The Green Workplace Impact on Mental Health

13-Oct-2017

If you haven’t considered how the environmental impact of your workplace affects the planet and climate change but also your employees’ wellbeing, now is the time to think about it. We know that climate change is a real issue facing all of us, and there are positive ways that organisations can get on board to both help their bottom line, and their employees’ wellbeing.

There are many reasons why a green workplace can have a positive impact on mental health.

Recruitment: A focus on green working environments is a popular aspect for many job hunters, which means you can attract quality staff and also retain staff who are happy, healthy and productive.

Morale: Getting staff involved with green-ing your workplace makes them feel like they’re making a positive contribution to the planet, their work environment and the organisation.
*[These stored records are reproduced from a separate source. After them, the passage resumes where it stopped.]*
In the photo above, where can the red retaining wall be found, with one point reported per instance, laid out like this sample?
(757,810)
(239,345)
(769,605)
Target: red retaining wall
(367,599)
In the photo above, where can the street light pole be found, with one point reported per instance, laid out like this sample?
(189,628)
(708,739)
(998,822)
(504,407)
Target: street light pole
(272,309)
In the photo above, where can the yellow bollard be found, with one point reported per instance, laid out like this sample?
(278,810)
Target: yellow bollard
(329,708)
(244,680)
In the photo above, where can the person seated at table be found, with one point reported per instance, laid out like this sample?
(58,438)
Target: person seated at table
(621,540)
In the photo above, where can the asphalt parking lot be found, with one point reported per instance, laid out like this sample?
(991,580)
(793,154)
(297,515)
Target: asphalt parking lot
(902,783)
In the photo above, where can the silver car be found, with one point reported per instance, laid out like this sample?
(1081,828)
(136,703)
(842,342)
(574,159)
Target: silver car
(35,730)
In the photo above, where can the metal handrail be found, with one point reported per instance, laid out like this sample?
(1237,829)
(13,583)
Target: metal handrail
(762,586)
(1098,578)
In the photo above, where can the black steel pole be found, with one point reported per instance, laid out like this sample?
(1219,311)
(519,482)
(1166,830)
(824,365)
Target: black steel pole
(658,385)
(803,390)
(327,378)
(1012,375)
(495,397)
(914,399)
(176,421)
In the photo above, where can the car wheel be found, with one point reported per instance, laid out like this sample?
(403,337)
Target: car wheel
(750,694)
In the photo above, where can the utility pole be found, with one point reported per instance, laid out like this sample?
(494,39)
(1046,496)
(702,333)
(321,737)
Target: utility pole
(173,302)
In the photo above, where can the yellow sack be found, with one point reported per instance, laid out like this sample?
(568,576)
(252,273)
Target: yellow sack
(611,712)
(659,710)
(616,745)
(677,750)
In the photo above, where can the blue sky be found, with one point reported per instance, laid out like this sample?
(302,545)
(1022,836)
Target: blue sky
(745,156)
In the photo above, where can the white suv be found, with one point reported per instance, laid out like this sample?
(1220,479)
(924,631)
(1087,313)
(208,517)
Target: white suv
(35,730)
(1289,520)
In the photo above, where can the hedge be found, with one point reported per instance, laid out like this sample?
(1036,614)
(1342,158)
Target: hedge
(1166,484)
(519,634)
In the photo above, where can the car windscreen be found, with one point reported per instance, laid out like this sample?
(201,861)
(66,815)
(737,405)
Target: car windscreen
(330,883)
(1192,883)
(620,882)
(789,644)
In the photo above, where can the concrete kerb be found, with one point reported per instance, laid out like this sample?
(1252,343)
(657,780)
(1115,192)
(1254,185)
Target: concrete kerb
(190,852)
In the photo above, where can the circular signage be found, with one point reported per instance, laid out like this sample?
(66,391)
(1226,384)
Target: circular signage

This is a great morale boost!

Organisational Values: Aligning your work environment with your business/organisation values shows integrity from a top-down level, that can be reflected through your employees work ethic.

Productivity: Research has found that contrary to the idea that environmentalism hurts economic performance, a new UCLA-led study reported that voluntarily adopt international “green” practices and standards have employees who are 16 percent more productive than the average. While productivity as a concept doesn’t necessarily connect to the positive mental health of employees, employees in green organisations are more motivated, receive more training, and benefit from better interpersonal relationships. There are all pretty good for your mental health.

 

What Can You Do?

Fresh air: Adding plants to the working environment will create cleaner air to breathe, resulting in healthier employees. Plants absorb indoor air pollution and increase oxygen – NASA has released their own list of the best indoor plants.

Establish a Green Team: Maybe they’re part of your Health and Safety Committee, or maybe they stand alone, but having a group of people dedicated to determining how to best introduce green initiatives in the workplace shows commitment and support through empowering staff to get involved.

Commit: If a green focus is something that reflects your organisation’s values, say so. Talk about the commitment you have to make a positive environmental and mental impact in your values and mission.

Make it easy: If there are ways of supplying resources within your organisation in a sustainable way, prioritise that. Whether that’s the toilet paper you use, your energy company, the tea and coffee; what changes can you make to show your staff that you’re committed. This also means that your staff are giving back without changing any habits, but it’s still a step toward change.

Build it in: To take sustainability past just using the recycling bin in the kitchen (or, perhaps to also encourage that!), build it into as many aspects of work life as you can. Position descriptions, regular meetings, organisational updates, performance management plans, and KPIs.